However, when trying fortune, I found some quotes to be pretty weird and even sexist. People have observed this before (read this thread). My next idea was to use an API to retrieve a random quote by famous people from the internet. While working on a bash script to combine this API with cowsay, I researched cowsay flags and cow alternatives and again found some weird stuff (take a look yourself if you are interested). Thats why I decided to use a wholesome, child friendly python package called dinosay instead. The result was a bash script that uses a random quote from the internet as an input for dinosay.
Not satisfied with this, I thought it would be funny to train a LLM to generate quotes that sound realistic.

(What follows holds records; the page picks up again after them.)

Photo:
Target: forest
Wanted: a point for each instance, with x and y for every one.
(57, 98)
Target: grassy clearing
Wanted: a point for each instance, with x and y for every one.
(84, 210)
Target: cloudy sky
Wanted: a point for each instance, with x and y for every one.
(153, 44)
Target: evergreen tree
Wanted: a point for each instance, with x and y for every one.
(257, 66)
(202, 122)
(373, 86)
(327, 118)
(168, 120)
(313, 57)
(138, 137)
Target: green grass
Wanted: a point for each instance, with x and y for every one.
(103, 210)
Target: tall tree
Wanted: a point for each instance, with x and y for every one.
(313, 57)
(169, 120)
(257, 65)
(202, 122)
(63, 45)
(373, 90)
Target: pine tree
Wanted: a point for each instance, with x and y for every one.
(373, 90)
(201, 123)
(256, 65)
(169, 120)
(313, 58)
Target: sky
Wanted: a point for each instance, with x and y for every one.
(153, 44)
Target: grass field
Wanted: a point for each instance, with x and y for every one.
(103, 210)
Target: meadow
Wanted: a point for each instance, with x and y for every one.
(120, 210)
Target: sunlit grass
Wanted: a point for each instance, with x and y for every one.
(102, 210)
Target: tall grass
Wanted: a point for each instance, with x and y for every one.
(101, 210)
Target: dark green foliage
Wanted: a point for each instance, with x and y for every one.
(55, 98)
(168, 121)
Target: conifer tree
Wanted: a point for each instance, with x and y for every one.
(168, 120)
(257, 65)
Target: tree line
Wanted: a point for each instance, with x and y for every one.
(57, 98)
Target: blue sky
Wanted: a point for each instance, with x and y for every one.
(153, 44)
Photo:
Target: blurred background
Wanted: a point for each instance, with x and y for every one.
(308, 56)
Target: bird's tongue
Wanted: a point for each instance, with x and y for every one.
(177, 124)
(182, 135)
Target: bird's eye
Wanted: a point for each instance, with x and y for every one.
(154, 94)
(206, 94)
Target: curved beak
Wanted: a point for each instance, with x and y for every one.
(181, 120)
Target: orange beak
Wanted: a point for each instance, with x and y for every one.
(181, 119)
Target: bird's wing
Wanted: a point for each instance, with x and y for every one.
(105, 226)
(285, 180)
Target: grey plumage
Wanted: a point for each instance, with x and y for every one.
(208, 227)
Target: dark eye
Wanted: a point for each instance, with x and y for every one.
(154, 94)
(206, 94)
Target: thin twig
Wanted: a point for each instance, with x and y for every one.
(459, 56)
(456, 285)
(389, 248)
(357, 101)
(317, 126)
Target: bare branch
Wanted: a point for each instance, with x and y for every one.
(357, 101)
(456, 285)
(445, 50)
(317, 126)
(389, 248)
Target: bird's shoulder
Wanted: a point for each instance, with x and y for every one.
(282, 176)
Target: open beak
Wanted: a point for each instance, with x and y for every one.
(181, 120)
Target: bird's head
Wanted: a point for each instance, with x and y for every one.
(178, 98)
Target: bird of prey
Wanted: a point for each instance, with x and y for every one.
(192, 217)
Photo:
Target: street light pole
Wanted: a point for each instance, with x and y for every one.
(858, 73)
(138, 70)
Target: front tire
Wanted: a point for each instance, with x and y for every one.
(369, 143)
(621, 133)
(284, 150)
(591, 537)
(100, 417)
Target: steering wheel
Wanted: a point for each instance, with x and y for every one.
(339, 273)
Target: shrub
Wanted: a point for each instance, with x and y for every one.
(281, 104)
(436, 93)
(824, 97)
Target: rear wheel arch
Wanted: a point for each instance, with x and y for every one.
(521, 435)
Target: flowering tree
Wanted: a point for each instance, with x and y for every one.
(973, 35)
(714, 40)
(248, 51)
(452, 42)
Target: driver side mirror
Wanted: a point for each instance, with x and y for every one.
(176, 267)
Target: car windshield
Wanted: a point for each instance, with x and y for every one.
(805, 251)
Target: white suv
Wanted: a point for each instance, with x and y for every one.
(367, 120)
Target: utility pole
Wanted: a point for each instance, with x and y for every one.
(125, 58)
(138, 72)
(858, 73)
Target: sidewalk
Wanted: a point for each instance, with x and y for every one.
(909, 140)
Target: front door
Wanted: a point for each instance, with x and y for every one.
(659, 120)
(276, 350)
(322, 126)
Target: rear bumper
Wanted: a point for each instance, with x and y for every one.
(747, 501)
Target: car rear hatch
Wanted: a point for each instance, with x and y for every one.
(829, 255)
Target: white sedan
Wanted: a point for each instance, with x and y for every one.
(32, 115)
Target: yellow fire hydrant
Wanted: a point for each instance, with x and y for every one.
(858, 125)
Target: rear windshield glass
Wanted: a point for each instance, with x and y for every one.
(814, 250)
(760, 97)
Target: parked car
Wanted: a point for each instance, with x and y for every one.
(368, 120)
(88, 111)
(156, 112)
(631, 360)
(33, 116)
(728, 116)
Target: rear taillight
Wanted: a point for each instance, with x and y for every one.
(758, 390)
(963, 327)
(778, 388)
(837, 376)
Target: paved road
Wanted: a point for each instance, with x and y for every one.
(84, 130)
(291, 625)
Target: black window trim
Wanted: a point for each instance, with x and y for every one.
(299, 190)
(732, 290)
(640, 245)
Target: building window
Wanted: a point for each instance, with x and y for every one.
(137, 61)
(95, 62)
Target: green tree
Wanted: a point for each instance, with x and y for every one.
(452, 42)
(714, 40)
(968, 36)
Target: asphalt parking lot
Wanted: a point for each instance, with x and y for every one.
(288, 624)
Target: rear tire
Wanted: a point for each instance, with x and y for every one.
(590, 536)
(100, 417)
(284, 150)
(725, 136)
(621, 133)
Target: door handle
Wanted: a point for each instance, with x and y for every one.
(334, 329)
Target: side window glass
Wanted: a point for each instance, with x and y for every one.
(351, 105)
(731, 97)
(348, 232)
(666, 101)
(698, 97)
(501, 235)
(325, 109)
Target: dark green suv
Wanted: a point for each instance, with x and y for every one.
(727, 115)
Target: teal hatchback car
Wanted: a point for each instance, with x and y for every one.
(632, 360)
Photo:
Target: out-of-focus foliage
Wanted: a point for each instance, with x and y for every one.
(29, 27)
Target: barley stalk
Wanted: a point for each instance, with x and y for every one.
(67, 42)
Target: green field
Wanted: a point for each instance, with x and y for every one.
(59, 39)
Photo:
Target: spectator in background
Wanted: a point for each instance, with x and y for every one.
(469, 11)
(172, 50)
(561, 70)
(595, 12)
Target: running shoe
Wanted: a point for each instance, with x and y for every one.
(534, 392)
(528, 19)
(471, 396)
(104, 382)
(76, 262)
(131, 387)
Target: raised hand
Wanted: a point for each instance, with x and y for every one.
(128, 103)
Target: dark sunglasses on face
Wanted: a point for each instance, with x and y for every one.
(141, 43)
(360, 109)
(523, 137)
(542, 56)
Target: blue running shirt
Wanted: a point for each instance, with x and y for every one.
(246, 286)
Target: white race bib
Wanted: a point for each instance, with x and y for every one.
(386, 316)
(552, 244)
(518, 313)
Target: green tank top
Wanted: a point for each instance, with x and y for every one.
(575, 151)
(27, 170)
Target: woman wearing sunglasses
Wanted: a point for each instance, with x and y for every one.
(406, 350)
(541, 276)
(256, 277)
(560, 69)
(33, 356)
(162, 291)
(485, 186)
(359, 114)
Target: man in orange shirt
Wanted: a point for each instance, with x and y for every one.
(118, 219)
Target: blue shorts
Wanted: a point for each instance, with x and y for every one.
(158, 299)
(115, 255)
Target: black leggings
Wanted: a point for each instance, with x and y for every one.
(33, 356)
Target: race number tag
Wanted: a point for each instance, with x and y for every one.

I wanted to learn how to this anyways so thats what I did. As training data, I used a large dataset of quotes found originally on GitHub and built for a paper (see below). As there are enough quotes of men circulating in the internet and LLMs tend to be gender biased I tried to only use quotes by non male people (I know that its not that easy). I also like to imagine Myrtle as a wise old female dinosaur. As you cant detect a persons gender through their name, I generated a list of names of non male notable people and only used quotes by authors with names in that list. I used this data to finetune a GPT2 model, because its small enough to not cost that much to run (no GPU necessary for inference) but good enough to sounds realistic. Processing and training was done remotely with modal.
This worked relatively good and I was suprised and had to laugh about how pseudo-wise some quotes sound. Try it yourself :)
I wrote a simple bash script to bring myrtles wisdom to your terminal.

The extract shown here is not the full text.